With little or no interaction and few signals from legislative leaders that a new budget proposal may be on the horizon for FY 18-19, Governor Malloy today offered his fourth proposal to pay the state’s bills and balance the budget during the biennium.
The Governor’s new proposal would cut spending by a total of $144 million over the biennium, largely in the area of municipal grants, social services, and holdbacks. However, the proposed changes would maintain emergency relief to distressed municipalities by including a revised education aid formula that does not drastically shift money from wealthy communities to subsidize poorer ones.
Malloy said the goals of this proposal, which includes just numbers and line items with no narrative or detail, was to incorporate bipartisan ideas, cut controversial taxes and shrink the budget and the accompanying implementers down to their “essential parts.”
It is difficult to determine with this proposal if the Governor is seeking to accommodate the eight Democrats who crossed over and helped pass the GOP budget in the House and Senate recently (which he subsequently vetoed), or if he is attempting to attract sufficient votes on both sides of the aisle to finally pass a budget.
Retreat on taxes
The Governor’s 4.0 proposal retreats from the following controversial tax proposals, which have been bandied about for some time:
- A 49-cent surcharge on cell phone bills.
- A statewide property tax on second homes.
- A fee on fantasy sports betting.
- A 25-cent fee on ridesharing services such as Uber and Lyft.
- Cancellation of $30 million in tax breaks, rather than $50 million as proposed previously, to be determined in FY 19.
- He also abandoned a criminal-justice reform that would have expanded a youthful offender program to save young adults from criminal records. The measure was opposed by at least one of the Senate Democrats who voted against the September plan.
- Reduce Earned Income Tax Credit from 25% to 23%.
Additionally, the Governor’s latest proposal would shift increased DMV fees from the General Fund to the Special Transportation Fund, and reduce transfers from the Green Bank, among other things.
Education, other spending reductions
The administration’s newest plan would reduce the Education Cost Sharing grant by about 6% in FY 18, hitting mostly affluent and middle-income communities. This is a major revision to previous proposals, which many felt were too draconian.

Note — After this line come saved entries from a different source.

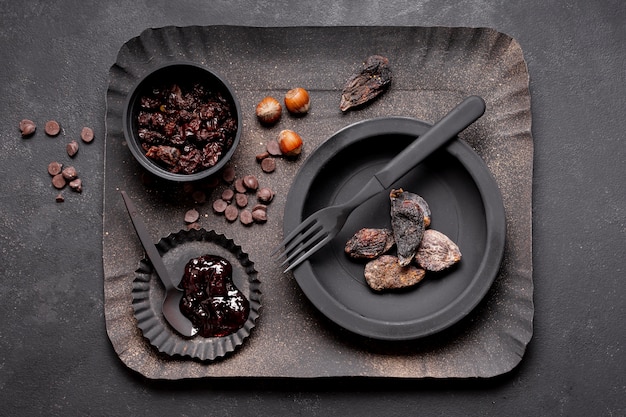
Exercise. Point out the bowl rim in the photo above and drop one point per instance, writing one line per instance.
(133, 143)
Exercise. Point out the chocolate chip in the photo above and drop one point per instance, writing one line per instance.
(260, 157)
(58, 181)
(69, 173)
(239, 187)
(265, 195)
(259, 216)
(27, 127)
(72, 148)
(228, 174)
(86, 134)
(231, 213)
(268, 165)
(199, 197)
(188, 188)
(227, 195)
(250, 182)
(219, 206)
(54, 168)
(76, 185)
(241, 199)
(192, 216)
(245, 217)
(194, 226)
(52, 128)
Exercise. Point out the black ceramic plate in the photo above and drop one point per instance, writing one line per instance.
(466, 205)
(148, 293)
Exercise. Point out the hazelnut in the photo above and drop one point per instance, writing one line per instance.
(268, 111)
(27, 127)
(290, 143)
(297, 100)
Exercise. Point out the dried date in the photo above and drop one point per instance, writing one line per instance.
(407, 223)
(369, 82)
(437, 252)
(369, 243)
(385, 273)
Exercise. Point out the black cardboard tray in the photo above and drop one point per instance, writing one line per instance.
(434, 69)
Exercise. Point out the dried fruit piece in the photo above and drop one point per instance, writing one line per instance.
(369, 243)
(385, 273)
(425, 209)
(407, 223)
(372, 80)
(437, 252)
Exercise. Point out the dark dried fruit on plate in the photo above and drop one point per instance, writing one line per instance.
(369, 82)
(385, 273)
(407, 223)
(437, 252)
(425, 209)
(369, 243)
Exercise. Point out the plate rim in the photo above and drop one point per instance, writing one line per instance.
(489, 266)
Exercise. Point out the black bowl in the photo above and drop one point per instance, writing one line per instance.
(185, 75)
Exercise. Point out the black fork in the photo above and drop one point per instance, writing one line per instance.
(320, 227)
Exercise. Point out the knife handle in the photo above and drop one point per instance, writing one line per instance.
(438, 135)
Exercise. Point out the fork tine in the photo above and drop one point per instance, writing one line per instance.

The Governor’s plan also would require towns to pick up a portion of their teachers’ retirement costs currently paid for by the state. This issue has been a lightning rod for many legislators and towns across the state.

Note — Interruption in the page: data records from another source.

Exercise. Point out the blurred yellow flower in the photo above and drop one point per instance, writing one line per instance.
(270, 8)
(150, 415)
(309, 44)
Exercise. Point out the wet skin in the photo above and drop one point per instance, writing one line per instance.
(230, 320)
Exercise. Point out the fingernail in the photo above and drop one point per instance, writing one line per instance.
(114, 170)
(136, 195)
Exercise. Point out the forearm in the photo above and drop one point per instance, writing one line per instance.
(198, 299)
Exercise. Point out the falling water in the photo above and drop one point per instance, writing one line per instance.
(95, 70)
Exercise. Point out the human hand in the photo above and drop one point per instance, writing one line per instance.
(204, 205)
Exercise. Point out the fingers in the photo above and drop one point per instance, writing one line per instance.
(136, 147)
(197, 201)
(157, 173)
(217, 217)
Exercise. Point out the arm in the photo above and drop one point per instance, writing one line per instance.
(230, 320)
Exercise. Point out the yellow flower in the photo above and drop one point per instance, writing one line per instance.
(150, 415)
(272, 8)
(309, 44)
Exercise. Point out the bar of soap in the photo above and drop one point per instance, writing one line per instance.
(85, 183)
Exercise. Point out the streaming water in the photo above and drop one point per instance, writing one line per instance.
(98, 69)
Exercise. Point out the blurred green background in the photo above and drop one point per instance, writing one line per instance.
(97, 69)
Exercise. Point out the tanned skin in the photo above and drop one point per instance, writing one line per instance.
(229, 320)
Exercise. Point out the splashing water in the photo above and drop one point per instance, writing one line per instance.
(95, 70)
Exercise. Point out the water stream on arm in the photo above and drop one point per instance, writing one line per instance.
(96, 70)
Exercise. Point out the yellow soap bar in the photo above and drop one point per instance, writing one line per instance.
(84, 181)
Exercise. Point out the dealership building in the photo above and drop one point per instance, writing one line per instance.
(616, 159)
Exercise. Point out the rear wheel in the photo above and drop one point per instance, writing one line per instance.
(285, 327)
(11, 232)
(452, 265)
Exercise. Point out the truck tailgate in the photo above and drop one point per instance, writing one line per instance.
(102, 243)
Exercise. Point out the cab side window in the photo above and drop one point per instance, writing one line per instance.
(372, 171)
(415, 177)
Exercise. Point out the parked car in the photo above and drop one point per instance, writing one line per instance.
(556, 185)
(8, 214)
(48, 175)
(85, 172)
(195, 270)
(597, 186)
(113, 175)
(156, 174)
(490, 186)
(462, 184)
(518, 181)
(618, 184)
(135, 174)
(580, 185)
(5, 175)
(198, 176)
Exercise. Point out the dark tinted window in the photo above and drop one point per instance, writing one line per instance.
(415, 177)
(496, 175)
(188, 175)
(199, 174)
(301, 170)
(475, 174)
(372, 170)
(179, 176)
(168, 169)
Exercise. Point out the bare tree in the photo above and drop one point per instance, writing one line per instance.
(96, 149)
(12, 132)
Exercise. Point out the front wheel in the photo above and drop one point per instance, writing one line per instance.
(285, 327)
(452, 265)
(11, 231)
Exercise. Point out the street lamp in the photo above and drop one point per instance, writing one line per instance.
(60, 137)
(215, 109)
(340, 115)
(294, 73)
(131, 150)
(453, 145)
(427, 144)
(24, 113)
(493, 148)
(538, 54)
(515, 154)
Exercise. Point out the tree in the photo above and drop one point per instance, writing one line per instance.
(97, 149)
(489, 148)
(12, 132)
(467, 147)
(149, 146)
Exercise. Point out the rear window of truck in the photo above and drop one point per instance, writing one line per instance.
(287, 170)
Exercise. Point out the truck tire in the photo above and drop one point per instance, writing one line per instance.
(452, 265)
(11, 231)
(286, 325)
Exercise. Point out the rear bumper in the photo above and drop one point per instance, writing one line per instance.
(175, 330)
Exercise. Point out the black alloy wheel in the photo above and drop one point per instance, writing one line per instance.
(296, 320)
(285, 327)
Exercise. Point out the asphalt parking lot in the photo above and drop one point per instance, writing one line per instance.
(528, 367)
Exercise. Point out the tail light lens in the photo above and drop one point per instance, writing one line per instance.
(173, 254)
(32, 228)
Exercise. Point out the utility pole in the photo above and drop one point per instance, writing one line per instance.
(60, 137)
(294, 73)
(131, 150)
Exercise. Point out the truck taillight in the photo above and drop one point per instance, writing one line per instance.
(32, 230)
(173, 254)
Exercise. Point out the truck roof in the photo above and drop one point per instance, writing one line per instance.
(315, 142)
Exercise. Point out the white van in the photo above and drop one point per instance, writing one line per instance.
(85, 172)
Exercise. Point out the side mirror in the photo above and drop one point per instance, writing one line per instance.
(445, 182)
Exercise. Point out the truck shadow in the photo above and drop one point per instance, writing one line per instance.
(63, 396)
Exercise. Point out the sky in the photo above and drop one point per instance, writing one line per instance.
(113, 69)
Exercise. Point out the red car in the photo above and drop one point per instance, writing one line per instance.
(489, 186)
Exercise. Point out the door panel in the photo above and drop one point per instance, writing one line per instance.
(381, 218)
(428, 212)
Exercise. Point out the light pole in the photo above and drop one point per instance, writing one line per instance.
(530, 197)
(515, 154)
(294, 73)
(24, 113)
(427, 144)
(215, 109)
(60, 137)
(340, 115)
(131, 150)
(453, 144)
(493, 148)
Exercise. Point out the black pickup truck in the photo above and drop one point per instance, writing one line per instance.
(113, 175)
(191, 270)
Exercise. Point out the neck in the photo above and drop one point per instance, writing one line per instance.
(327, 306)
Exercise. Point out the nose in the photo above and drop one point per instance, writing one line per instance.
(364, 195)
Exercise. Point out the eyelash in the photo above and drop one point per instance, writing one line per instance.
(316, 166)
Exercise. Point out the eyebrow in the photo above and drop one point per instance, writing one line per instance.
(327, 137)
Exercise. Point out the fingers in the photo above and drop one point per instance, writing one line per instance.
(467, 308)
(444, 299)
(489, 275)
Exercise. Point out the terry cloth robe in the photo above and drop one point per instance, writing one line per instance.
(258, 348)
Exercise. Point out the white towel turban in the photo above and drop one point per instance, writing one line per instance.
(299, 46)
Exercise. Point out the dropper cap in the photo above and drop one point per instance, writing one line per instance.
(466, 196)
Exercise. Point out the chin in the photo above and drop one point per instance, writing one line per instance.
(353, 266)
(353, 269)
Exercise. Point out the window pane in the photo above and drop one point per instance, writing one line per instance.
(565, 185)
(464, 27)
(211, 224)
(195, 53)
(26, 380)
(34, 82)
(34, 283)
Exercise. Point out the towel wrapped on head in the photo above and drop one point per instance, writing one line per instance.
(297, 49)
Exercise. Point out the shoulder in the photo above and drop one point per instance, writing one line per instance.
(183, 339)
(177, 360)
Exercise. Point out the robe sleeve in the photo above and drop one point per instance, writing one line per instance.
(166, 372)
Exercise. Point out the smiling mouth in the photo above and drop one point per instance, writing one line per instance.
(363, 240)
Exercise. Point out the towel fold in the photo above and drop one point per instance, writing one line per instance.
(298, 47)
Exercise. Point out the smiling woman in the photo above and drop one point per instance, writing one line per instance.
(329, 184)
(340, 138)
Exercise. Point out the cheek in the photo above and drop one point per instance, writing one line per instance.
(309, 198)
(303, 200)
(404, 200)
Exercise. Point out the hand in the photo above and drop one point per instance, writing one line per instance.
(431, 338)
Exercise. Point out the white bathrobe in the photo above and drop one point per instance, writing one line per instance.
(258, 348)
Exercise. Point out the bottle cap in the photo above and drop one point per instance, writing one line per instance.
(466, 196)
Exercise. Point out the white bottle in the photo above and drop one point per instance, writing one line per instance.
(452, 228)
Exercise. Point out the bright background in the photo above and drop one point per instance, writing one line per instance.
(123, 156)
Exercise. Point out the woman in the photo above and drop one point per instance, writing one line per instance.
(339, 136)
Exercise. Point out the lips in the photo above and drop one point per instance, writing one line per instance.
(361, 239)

On the transportation front, the proposal would eliminate the CT Transportation Finance Authority created during the 2017 legislative session.

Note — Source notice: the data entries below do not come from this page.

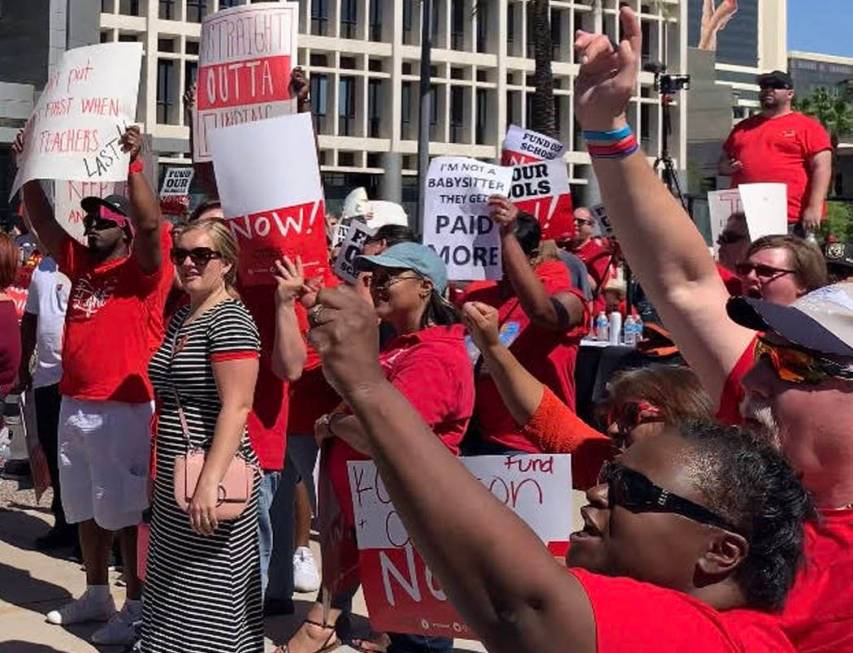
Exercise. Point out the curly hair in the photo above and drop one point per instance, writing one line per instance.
(743, 478)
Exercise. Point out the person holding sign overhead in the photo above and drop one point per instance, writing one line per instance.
(542, 319)
(119, 284)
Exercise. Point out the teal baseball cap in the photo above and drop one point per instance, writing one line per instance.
(409, 256)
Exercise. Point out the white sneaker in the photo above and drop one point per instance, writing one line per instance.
(306, 578)
(91, 606)
(121, 628)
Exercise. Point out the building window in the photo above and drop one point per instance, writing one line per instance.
(319, 17)
(165, 100)
(457, 113)
(196, 9)
(319, 94)
(167, 9)
(349, 18)
(374, 107)
(346, 106)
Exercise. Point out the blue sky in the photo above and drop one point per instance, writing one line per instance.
(824, 26)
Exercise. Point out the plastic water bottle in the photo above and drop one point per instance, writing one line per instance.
(630, 332)
(602, 327)
(615, 327)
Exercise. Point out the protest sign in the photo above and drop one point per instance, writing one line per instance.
(86, 105)
(177, 182)
(526, 146)
(401, 593)
(766, 209)
(274, 203)
(721, 205)
(67, 196)
(351, 247)
(245, 60)
(456, 220)
(542, 190)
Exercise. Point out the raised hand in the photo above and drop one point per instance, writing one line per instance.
(481, 320)
(289, 279)
(608, 75)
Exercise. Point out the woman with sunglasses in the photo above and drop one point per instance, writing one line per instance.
(642, 403)
(427, 362)
(687, 541)
(203, 586)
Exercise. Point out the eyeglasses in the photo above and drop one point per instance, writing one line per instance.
(383, 283)
(765, 273)
(633, 491)
(200, 256)
(796, 365)
(631, 414)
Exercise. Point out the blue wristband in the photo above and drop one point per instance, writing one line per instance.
(608, 137)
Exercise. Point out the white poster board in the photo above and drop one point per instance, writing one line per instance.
(86, 105)
(269, 184)
(353, 243)
(245, 61)
(766, 209)
(456, 217)
(176, 182)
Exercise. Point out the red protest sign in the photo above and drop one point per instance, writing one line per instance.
(542, 189)
(401, 593)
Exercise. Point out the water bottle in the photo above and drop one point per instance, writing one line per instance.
(630, 332)
(615, 327)
(602, 327)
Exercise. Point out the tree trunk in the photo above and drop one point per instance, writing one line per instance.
(543, 119)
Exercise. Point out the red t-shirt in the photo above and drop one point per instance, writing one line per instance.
(432, 370)
(113, 324)
(778, 150)
(634, 616)
(818, 616)
(733, 392)
(267, 421)
(547, 355)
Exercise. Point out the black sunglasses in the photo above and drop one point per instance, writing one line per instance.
(633, 491)
(198, 255)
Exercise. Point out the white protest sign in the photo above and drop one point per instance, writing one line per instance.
(86, 105)
(269, 183)
(176, 182)
(526, 146)
(456, 219)
(721, 205)
(245, 61)
(356, 236)
(66, 201)
(766, 209)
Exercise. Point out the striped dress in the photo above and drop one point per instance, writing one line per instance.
(202, 594)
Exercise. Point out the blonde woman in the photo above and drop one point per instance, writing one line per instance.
(203, 589)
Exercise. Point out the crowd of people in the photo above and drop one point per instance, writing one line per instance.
(720, 489)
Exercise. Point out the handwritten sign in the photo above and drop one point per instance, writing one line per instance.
(67, 196)
(87, 103)
(401, 593)
(176, 182)
(542, 190)
(351, 247)
(457, 223)
(245, 61)
(526, 146)
(269, 183)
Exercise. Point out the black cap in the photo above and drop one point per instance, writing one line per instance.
(777, 78)
(839, 254)
(117, 203)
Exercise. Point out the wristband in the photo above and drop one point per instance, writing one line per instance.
(609, 136)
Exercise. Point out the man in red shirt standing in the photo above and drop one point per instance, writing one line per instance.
(114, 322)
(782, 145)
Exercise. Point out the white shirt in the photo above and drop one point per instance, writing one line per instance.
(48, 299)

Governor Malloy has been operating the state by executive order for more than 3 months absent a budget agreement. Fiscal analysts predict that state finances, unless revised, will run $1.6 billion in the red in FY 18 and $1.9 billion in FY 19.
“We appreciate Governor Malloy’s offering of a revised budget plan and will, of course, examine it in some detail as it appears to contain some elements of our previous proposals,” House Minority Leader Themis Klarides, R-Derby, said. “However, we remain focused on our own budget negotiations with our Democratic colleagues.”
Malloy unveiled his first plan for the biennium on Feb. 8, following with revised two-year plans on May 15 and Sept. 8. The Sept. 8 proposal led to a compromise budget negotiated by the administration and Democratic legislative leadership, but the budget was rejected and a GOP-crafted plan was adopted in mid-September when 8 Democrats defected – 3 in the Senate and 5 in the House. The Governor ultimately vetoed that budget, which brings us to the present standstill.
Hope springs eternal that something will give.